Case Presentation: We present a case-series of 3 immunocompetent patients who presented with cryptococcal meningitis.Case 1: A 49-year-old HIV-negative male, with a history of treated tuberculosis and Hepatitis B, presented with dizziness. CT chest revealed a cavitary lung lesion, and subsequent bronchoscopy and endobronchial ultrasound (EBUS) with lavage and biopsy demonstrated cultures positive for C. neoformans. Cryptococcal antigen was 1:1280 in serum and 1:320 in cerebrospinal fluid (CSF) (< 1:8). MRI brain revealed nodular enhancement suggesting cryptococcal meningitis. Patient improved with treatment and was discharged with Infectious Disease and Immunology follow-up. Case 2: A 35-year-old HIV-negative male from El Salvador presented with altered mental status, headache, and blurry vision. He had been diagnosed with a dural venous sinus thrombosis 5 days prior and was started on apixaban. He had no other significant medical history. CT chest revealed micronodules with reticulonodular pattern and tree-in-bud opacities, with upper lobe predominance. CT abdomen revealed hypodensities throughout the liver and spleen. CSF cultures grew yeast, and blood cultures revealed C. neoformans. Cryptococcal antigen was 1:1280 in serum and CSF (< 1:8). MRI brain revealed bilateral cerebral hemisphere edema and leptomeningeal enhancement of the occipital lobe. Prior sinus thrombosis was unchanged. Work-up included a negative hepatitis panel and normal free light chain analysis. Patient improved with treatment. Case 3: A 33-year-old HIV-negative male presented with headache and blurry vision. Patient was treated for cryptococcal meningitis 2 months prior at an outside hospital. He had no other significant medical history. Cryptococcal antigen was 1:320 in serum and 1:2560 in CSF (< 1:8), with MR orbits showing bilateral perineural enhancement of the optic nerve sheaths. Patient was treated and discharged, but course was complicated by episodes of recurrent cryptococcal meningitis. Patient ultimately underwent multiple rounds of treatment as well as craniectomy and temporal lobectomy.

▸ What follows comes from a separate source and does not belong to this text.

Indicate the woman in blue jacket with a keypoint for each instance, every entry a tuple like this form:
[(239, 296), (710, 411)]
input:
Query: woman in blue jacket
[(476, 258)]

Discussion: We describe a case series of three HIV-negative patients with C. neoformans meningitis, which has been rarely reported in the literature. (1-4) Prior case reports in immunocompetent individuals note travel to Mexico and Puerto Rico (5), pest control work (2), or exposure to horses, pigeons, or bats. (6, 7) A few report no risk factors including HIV, hematologic malignancy, organ transplant, or liver disease, chronic steroid use, travel, or animal exposure. (4) In our series, three patients presented with new-onset cryptococcal meningitis with no identifiable immunocompromising condition or medication. It remains uncertain what risk factors predisposed our patients to cryptococcal infection.

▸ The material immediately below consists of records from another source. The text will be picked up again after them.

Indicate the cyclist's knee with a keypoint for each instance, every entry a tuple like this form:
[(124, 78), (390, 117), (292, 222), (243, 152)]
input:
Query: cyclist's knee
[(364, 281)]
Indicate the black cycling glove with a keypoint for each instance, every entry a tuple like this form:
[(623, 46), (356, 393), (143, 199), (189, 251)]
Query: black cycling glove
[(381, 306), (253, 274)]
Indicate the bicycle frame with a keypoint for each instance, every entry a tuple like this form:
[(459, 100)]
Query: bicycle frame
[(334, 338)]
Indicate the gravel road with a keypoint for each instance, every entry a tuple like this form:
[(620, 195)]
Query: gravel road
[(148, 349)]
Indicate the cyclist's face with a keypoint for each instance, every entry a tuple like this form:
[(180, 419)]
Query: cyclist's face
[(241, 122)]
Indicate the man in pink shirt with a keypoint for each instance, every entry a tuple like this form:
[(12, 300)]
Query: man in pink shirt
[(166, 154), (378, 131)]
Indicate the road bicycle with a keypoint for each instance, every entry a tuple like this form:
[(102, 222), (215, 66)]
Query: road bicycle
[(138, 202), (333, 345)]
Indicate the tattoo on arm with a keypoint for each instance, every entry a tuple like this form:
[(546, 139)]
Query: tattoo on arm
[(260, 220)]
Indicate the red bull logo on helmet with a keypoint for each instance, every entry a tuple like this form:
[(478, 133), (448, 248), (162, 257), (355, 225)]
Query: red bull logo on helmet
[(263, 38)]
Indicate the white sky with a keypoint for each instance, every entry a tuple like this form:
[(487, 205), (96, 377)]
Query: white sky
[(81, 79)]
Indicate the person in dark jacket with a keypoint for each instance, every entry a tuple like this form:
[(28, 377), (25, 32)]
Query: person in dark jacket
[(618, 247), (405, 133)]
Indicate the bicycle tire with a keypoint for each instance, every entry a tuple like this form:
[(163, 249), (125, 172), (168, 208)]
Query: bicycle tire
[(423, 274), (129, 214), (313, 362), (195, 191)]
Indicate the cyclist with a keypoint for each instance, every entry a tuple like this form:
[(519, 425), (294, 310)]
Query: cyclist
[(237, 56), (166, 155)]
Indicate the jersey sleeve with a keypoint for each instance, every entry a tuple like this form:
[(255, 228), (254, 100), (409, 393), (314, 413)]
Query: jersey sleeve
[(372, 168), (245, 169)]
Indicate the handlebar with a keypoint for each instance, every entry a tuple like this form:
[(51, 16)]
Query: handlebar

Conclusions: We present a case series of three presumed immunocompetent patients with new-onset or recurrent cryptococcal meningitis. No risk factors were identified during admission, with all 3 patients negative for HIV and no prior history of opportunistic infections. It is important to be aware of this phenomenon and consider testing for invasive fungal infections in immunocompetent patients presenting with neurologic signs concerning for infectious etiology.